Curzon resigned as viceroy in 1905, an action sparked by his conflict with the Commander-in-Chief, India, General Lord Kitchener. On Curzon's return to Britain, he felt that his health would not permit him to seek a return to the Commons, and King Edward VII considered it marred the dignity of the viceregal office for a recent viceroy to fight for a seat in the Commons. Although Edward wanted Curzon to be given an earldom, the prime minister, Arthur Balfour, opposed this, or at least wanted the matter postponed to January or February 1906, fearing that an immediate honour for Curzon would be seen as vindication in the dispute with Kitchener, in which Balfour considered Curzon in the wrong. But Balfour resigned in December 1905. The new prime minister, Sir Henry Campbell-Bannerman, also refused Curzon an earldom or another United Kingdom peerage that would permit him, like other former viceroys, to sit in the House of Lords. (Note: Given that Curzon's own Conservative Party (also known at that time as the Unionists) had refused to give him an honour, Campbell-Bannerman's Liberals saw no reason to do so.) The Unionist leader in the House of Lords, Lord Lansdowne suggested Curzon seek to become an Irish representative peer in place of Lord Kilmaine, and two prominent noblemen of the Irish peerage, the Duke of Abercorn and the Marquess of Londonderry, were willing to back Curzon for the position although Curzon had never been to Ireland.

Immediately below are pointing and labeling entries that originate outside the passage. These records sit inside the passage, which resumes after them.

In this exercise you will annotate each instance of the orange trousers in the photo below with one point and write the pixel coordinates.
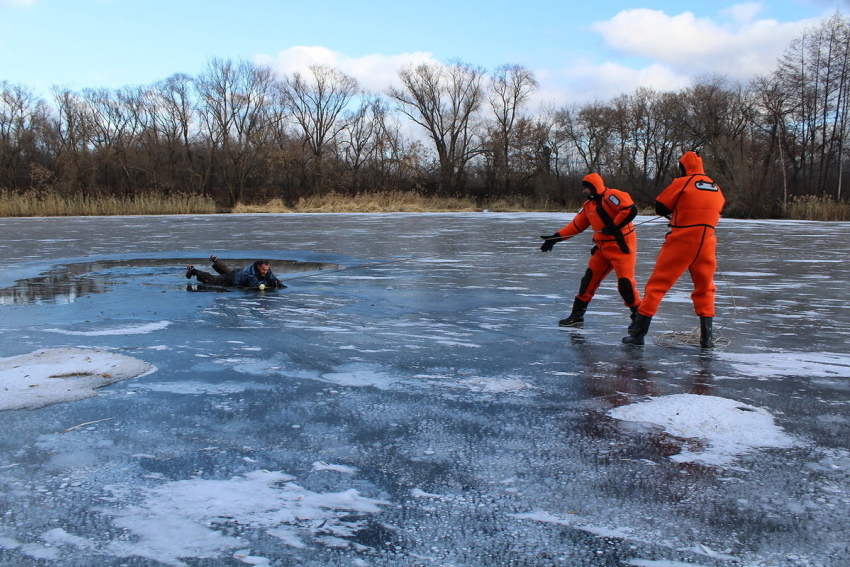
(609, 257)
(693, 249)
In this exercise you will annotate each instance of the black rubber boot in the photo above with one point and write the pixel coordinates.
(633, 316)
(575, 318)
(705, 332)
(641, 328)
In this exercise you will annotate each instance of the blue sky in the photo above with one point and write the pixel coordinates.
(578, 50)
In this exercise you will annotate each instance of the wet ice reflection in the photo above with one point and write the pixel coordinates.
(419, 405)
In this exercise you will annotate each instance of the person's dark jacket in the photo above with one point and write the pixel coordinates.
(249, 277)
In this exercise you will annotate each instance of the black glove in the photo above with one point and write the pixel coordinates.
(549, 242)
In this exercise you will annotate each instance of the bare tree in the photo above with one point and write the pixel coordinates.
(444, 99)
(316, 104)
(235, 102)
(510, 88)
(21, 112)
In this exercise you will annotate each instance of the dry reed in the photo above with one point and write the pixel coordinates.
(810, 207)
(51, 205)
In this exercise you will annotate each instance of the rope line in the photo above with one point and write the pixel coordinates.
(691, 336)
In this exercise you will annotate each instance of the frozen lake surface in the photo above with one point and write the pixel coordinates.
(408, 399)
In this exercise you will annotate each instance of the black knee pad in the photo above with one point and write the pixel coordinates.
(585, 281)
(627, 292)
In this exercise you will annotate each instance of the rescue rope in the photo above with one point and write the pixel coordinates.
(691, 336)
(347, 268)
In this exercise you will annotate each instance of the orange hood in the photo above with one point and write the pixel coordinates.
(691, 164)
(594, 182)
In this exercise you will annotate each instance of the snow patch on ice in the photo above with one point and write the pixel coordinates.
(192, 518)
(803, 364)
(356, 376)
(206, 388)
(323, 466)
(51, 376)
(727, 427)
(140, 329)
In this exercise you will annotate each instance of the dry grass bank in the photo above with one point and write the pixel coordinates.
(398, 201)
(48, 204)
(51, 205)
(817, 208)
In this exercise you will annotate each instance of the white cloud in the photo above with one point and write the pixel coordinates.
(375, 72)
(739, 46)
(587, 82)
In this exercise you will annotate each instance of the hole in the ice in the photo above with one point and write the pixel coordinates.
(67, 282)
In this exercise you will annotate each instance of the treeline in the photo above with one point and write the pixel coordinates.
(240, 134)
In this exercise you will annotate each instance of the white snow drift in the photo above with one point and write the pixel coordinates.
(51, 376)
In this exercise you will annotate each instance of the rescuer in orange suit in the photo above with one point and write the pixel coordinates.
(610, 213)
(693, 203)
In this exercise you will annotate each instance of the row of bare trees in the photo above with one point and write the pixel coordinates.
(239, 133)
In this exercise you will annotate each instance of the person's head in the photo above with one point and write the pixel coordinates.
(262, 267)
(690, 164)
(592, 186)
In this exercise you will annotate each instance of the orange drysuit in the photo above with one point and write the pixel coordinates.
(693, 202)
(610, 213)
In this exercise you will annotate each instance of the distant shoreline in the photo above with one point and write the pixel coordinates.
(52, 205)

In his letter to the voters, Curzon tried to answer concerns that he was unfamiliar with Irish issues such as land tenure, and asked that the voters look with favour on his candidacy as the only way he could see to re-enter public life. Curzon's candidacy was regarded by Unionists in Dublin with considerable satisfaction; his backers told the Irish peers his presence would boost the Unionist strength in the House of Lords. Despite this support, some opposed Curzon's candidacy, as a non-Irishman who had no real interest in Irish affairs. The Manchester Guardian thought it fitting that Curzon had been backed by Abercorn and Londonderry, stating that the Duke was of a Scottish family and that "Lord Londonderry is no more Irish than the German Emperor". Some peers had already cast their ballots when he entered the race, and others objected because Curzon, as heir to a British title, would retain his status as an Irish representative peer on his succession, thereby diminishing Irish representation at Westminster for Curzon's lifetime.

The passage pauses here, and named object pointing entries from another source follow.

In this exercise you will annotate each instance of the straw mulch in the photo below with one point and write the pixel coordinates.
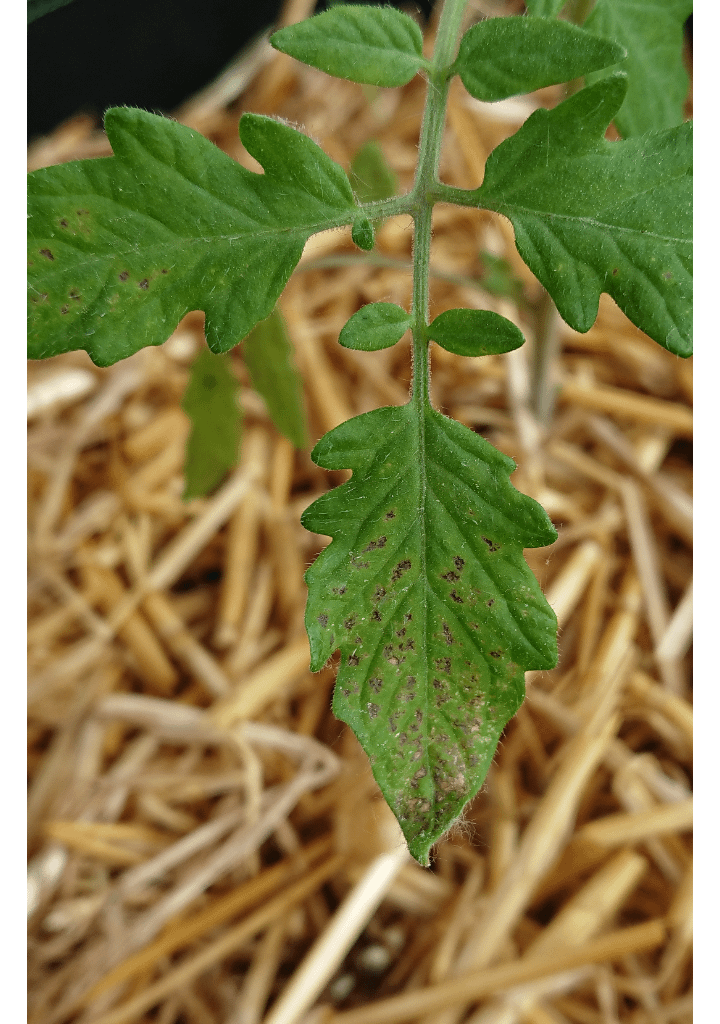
(205, 841)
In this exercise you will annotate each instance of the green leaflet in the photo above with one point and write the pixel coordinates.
(379, 325)
(545, 8)
(474, 332)
(651, 31)
(211, 402)
(267, 354)
(426, 594)
(120, 249)
(505, 56)
(364, 233)
(594, 216)
(371, 45)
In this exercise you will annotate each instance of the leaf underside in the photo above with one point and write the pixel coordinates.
(594, 216)
(427, 596)
(120, 249)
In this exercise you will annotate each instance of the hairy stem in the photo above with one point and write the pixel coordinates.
(425, 186)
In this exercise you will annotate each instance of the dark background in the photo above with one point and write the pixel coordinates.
(151, 53)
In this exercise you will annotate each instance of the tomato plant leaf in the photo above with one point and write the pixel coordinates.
(372, 45)
(211, 402)
(651, 31)
(379, 325)
(425, 592)
(545, 8)
(267, 354)
(594, 216)
(120, 249)
(505, 56)
(474, 332)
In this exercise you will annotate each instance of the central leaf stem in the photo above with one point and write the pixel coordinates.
(424, 188)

Within a week of the announcement, the press stated that Curzon would be opposed by Frederick Trench, 3rd Baron Ashtown, Arthur Maxwell, 11th Baron Farnham, and Yvo Vesey, 5th Viscount de Vesci. Lord de Vesci, though, quickly dropped out of the race and expressed his support for Curzon. Ashtown, an outspoken Unionist, had been born in 1868, and succeeded to the title in 1880 upon his grandfather's death. He had a contentious relationship with his Irish tenantry, including replacing local labourers with Scots, leading to a boycott against him and the explosion of a bomb near his home in Waterford in 1904. He blamed the bombing on supporters of the boycott but was also accused of planting it, though this was never proved. Farnham had been born in 1879, had served in the 10th Hussars and had succeeded to his title in 1900. When asked if he was still a candidate, Farnham replied that he was, as many of his supporters had already voted for him.

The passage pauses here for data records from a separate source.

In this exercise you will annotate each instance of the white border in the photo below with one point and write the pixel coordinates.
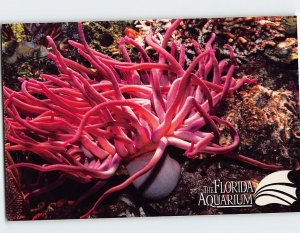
(72, 10)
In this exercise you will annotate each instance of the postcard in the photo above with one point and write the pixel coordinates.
(140, 118)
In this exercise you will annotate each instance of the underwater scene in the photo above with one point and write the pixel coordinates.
(138, 118)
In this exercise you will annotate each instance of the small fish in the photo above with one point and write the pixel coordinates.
(131, 33)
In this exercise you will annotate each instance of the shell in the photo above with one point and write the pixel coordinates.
(160, 181)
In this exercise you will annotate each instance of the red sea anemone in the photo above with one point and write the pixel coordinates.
(85, 122)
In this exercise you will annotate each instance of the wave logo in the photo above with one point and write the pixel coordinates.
(276, 188)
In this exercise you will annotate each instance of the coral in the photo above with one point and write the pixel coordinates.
(84, 123)
(268, 123)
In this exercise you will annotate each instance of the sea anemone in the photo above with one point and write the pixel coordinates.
(85, 122)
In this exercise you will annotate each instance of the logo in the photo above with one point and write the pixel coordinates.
(276, 188)
(227, 194)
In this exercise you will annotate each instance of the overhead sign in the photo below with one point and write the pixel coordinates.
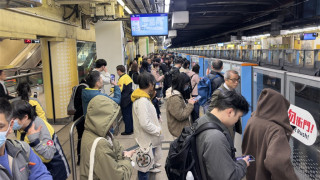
(306, 129)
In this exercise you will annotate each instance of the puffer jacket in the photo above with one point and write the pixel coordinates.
(178, 112)
(147, 128)
(109, 162)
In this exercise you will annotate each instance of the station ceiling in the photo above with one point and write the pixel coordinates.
(212, 21)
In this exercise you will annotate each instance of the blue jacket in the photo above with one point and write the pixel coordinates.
(88, 94)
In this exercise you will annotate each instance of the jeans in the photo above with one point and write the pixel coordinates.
(195, 112)
(142, 175)
(127, 118)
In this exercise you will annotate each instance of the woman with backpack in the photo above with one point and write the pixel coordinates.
(178, 111)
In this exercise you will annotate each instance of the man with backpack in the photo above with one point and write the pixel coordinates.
(207, 145)
(210, 83)
(17, 160)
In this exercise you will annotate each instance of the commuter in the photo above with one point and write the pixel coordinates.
(178, 112)
(266, 137)
(215, 148)
(231, 82)
(24, 93)
(27, 165)
(194, 76)
(110, 161)
(134, 74)
(79, 112)
(185, 66)
(125, 84)
(94, 80)
(146, 125)
(158, 87)
(101, 66)
(3, 89)
(40, 135)
(216, 79)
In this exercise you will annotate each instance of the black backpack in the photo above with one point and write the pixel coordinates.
(182, 156)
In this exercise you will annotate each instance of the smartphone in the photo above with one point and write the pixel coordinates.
(251, 158)
(112, 78)
(197, 98)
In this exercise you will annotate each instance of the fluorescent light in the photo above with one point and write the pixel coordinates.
(121, 2)
(127, 9)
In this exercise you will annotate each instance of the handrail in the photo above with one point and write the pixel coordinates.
(73, 159)
(23, 75)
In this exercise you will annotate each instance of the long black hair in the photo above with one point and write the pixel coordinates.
(24, 91)
(178, 83)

Of course no one would grudge Lord Curzon in his own person a seat either in the House of Commons or in the House of Lords. His ability and position would commend him to either assembly. But he comes to us in so questionable a shape as to amaze both countries by a feat of constitutional acrobatics. He affords the Liberals a captivating argument for the reform of the Upper Chamber while Irish Nationalists are reinforced by the further demonstration of the absurdity of the Act of Union.
— —Timothy Healy MP

Viscount Charlemont backed Curzon, stating, "The present government of Ireland is so disgraceful that Lord Curzon will be of material use in the Upper Chamber." The Earl of Darnley (who was an Irish representative peer), the Earl of Norbury, Viscount Chetwynd and Lord Rathdonnell all stated their support for Curzon, as did Lord Kingsale, Viscount Bangor and Viscount Massereene. The Earl of Cavan favoured Curzon's candidacy but had already voted by the time he heard of it; this was also true of Lord Clonbrock. Viscount Hawarden also had voted, but considered Curzon's candidacy unfair to peers who had been waiting years for the honour. Viscount Dillon wrote to three candidates, including Curzon, that since his "happy release from that country", he had ceased to vote for Irish representative peer. Viscount Harberton also hoped to see Curzon elected, but "for myself, I have long since ceased to vote for the Irish Representative Peerage, as I am unable to take the thing seriously".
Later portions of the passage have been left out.